Ну а что касается этого новенького, Дрюни, то тут Роман отметил нечто неожиданное. Пятнадцатилетний капитал, похоже, совсем не испугался увиденного, и более того — в его глазах виделась какая-то неутолённая жадность. Словно бы он ждал от разворачивающейся перед ним картины какого-то иного завершения. Может… он хотел, чтобы Рома сделал что-то вроде того, о чём тот только что думал сам?
Медленно опуская зад на пыльный шлакоблок, главарь пристально вглядывался в лицо Андрюши Лошадева.
«Да ты, говнюк, видать, больной на всю голову», весело подумал Роман, а вслух сказал:
— Ну чё Дрюнька, нравится тебе с нами, а?
Восторженно приоткрыв рот и, не сводя со своего нового кумира обожающего взгляда, Андрюша с придыханием ответил:
— Очень нравится, Рома! Очень!
***
Наконец-то жизнь Андрея Лошадева приобрела высокий смысл!
Впечатлительный юноша искренне верил, что нацизм — это именно то, чего ему недоставало все эти жалкие годы прозябания под родительской опекой, и сейчас «духовное просветление» мальчика омрачалось только одной незначительной проблемкой.
После того как Андрюша побрился наголо и напялил на себя скинхедовскую униформу, обстановка в его родном доме внезапно накалилась. Всегда такая тихая и добрая мать вдруг превратилась в припадочную стервозину и в первый же день закатила истерику по поводу того, что её сына «вовлекли в какое-то мерзкое бандформирование». Меланхоличный же отец Андрюши, который до этого всегда оставлял всю свою повелительную активность на работе и приходил домой каким-то помято-опустившимся, вместо ожидаемого «ничего страшного, бывает», повёл себя в итоге ещё хуже, чем мать.

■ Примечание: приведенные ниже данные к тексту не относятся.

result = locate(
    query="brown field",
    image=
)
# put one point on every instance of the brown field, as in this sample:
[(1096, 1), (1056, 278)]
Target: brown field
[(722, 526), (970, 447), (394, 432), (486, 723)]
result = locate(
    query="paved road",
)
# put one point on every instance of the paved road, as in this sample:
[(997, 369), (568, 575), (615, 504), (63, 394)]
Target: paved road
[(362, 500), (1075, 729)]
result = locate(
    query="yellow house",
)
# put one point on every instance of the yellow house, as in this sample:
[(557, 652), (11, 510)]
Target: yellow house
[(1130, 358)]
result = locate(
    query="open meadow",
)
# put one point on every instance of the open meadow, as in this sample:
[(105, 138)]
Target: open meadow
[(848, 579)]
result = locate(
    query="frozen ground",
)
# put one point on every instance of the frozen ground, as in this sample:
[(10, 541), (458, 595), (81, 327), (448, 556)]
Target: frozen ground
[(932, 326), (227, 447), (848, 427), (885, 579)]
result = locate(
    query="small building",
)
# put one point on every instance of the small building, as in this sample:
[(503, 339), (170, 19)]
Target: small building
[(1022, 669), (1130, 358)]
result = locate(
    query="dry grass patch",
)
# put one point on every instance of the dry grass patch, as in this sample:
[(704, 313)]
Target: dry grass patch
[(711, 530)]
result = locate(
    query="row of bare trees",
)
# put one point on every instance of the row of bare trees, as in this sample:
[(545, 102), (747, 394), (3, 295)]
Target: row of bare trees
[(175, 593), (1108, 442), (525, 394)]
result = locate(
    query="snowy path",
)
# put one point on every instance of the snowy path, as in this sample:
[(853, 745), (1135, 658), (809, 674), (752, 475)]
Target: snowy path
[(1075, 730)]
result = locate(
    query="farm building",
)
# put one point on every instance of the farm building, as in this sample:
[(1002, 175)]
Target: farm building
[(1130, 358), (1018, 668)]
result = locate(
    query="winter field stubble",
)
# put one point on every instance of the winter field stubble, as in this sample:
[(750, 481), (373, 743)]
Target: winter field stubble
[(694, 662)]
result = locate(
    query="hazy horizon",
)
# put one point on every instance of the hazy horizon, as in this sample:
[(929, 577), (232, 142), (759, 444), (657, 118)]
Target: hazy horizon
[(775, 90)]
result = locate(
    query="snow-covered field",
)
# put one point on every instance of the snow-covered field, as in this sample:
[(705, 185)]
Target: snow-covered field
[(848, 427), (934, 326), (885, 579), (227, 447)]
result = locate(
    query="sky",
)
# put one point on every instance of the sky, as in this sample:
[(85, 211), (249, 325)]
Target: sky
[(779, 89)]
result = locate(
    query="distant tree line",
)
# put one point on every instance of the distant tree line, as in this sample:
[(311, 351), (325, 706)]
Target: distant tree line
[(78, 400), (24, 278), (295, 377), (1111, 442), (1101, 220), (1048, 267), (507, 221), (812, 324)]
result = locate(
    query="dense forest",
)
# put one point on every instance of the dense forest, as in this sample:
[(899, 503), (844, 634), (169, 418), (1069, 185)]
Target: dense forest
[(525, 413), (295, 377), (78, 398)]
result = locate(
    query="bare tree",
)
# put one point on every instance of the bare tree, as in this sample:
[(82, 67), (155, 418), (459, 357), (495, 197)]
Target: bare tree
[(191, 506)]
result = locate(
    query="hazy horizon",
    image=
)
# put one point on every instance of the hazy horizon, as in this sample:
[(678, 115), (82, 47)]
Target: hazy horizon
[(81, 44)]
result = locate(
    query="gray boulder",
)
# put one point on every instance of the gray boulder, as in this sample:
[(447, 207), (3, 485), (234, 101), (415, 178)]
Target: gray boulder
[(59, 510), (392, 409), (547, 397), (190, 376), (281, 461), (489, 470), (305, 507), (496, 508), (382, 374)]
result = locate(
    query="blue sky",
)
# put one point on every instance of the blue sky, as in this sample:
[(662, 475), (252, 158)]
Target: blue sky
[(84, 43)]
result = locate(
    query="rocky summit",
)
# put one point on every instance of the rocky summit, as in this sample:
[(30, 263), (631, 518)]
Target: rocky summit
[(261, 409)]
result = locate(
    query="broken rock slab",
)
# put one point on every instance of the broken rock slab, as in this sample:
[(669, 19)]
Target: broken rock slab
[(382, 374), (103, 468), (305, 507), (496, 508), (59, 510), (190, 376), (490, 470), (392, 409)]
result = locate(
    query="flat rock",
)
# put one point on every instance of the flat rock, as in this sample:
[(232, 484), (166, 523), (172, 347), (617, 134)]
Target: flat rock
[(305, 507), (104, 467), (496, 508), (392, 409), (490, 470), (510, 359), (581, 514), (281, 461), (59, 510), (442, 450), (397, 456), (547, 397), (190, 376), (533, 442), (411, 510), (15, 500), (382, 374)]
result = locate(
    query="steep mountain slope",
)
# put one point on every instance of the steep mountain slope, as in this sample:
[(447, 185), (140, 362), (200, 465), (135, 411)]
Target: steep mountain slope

Артур Моисеевич вдруг проявил, немыслимую доселе, манеру истошно орать и выглядел он в подобные моменты так, будто всего мгновение назад спал, а ему спящему пустили в задницу разряд электрического тока, от которого он внезапно проснулся.
— Это что такое?! Это что за выходки?! Ты хочешь, чтобы меня с работы выперли что ли, тварь безмозглая?! — гремел Артур Моисеевич.
Андрюша вначале даже немного испугался, но вскоре испуг сменился удивлением, а потом раздражительностью.
— Да вам какое дело вообще? Я уже взрослый! — заявил он родителям. — Отстаньте на хрен от меня совсем!
— Ах вот как! Вот значит как! — визгливо выкрикивал Артур Моисеевич. — Это ты нам вместо «спасибо»? Мы тебя растили! Я работал! Работал!
— Да мне-то что с того, что ты работал? Ты чего, для меня, что ли работал? — хладнокровно парировал Андрюша, чувствовавший в отличие от родителей уверенность и свою полную правоту. Сынок знал, что дома он — царь и бог, и что здесь ему позволено делать и говорить всё что вздумается.
— А для кого же ещё? Для тебя и для мамы! Для кого ещё?! Ах ты! Ах ты! Тварь! — кричал в исступлении отец. — Никаких гуляний больше! После школы домой! И сидеть, чтоб мне здесь, не лазить никуда!
Артур Моисеевич потряс в воздухе указательным пальцем и покосился на стоявшую рядом, хмурую жену. Жена согласно кивнула и негодующе добавила:
— А шмотки эти уродские я сегодня же все выброшу. И чтоб пока волосы не отрастут, всё время ходил в кепке, ты понял, скотина?
После этих слов, сынок окончательно рассвирепел и заорал на весь дом:
— Ничего ты не выкинешь! Не смей! Не смейте меня трогать! Отстаньте от меня! Это вы во всё виноваты! Вы! Пошли вы на хуй вообще! Суки!
— ЧТООО? — в один голос воскликнули родители.
— Я из дома уйду! Я уйду! Вы надоели мне! Вы меня довели! Оставьте меня в покое! — кричал Андрюша убегая в свою комнату.
Плотно закрыв дверь, он упёрся в неё спиной, не давая родителям открыть, и громко заплакал, одновременно прислушиваясь к разговору, происходившему в коридоре.